Simulation of Dynamic Earthquake Ruptures in Complex Geometries Using High-Order Finite Difference Methods
2012 (English)Report (Other academic)
We develop a stable and high-order accurate finite difference method for problems in earthquake rupture dynamics capable of handling complex geometries and multiple faults. The bulk material is an isotropic elastic solid cut by preexisting fault interfaces. The fields across the interfaces are related through friction laws which depend on the sliding velocity, tractions acting on the interface, and state variables which evolve according to ordinary differential equations involving local fields.
The method is based on summation-by-parts finite difference operators with irregular geometries handled through coordinate transforms and multi-block meshes. Boundary conditions as well as block interface conditions (whether frictional or otherwise) are enforced weakly through the simultaneous approximation term method, resulting in a provably stable discretization.

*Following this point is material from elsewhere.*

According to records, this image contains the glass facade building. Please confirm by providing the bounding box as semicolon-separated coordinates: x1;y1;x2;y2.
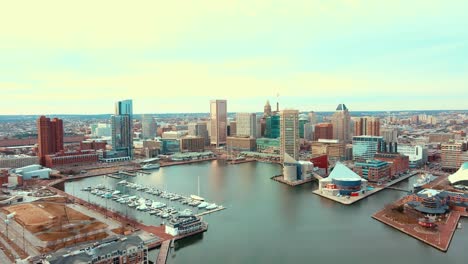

The theoretical accuracy and stability results are confirmed with the method of manufactured solutions. The practical benefits of the new methodology are illustrated in a simulation of a subduction zone megathrust earthquake, a challenging application problem involving complex free-surface topography, nonplanar faults, and varying material properties.
Place, publisher, year, edition, pages
Linköping: Linköping University Electronic Press, 2012. , 34 p.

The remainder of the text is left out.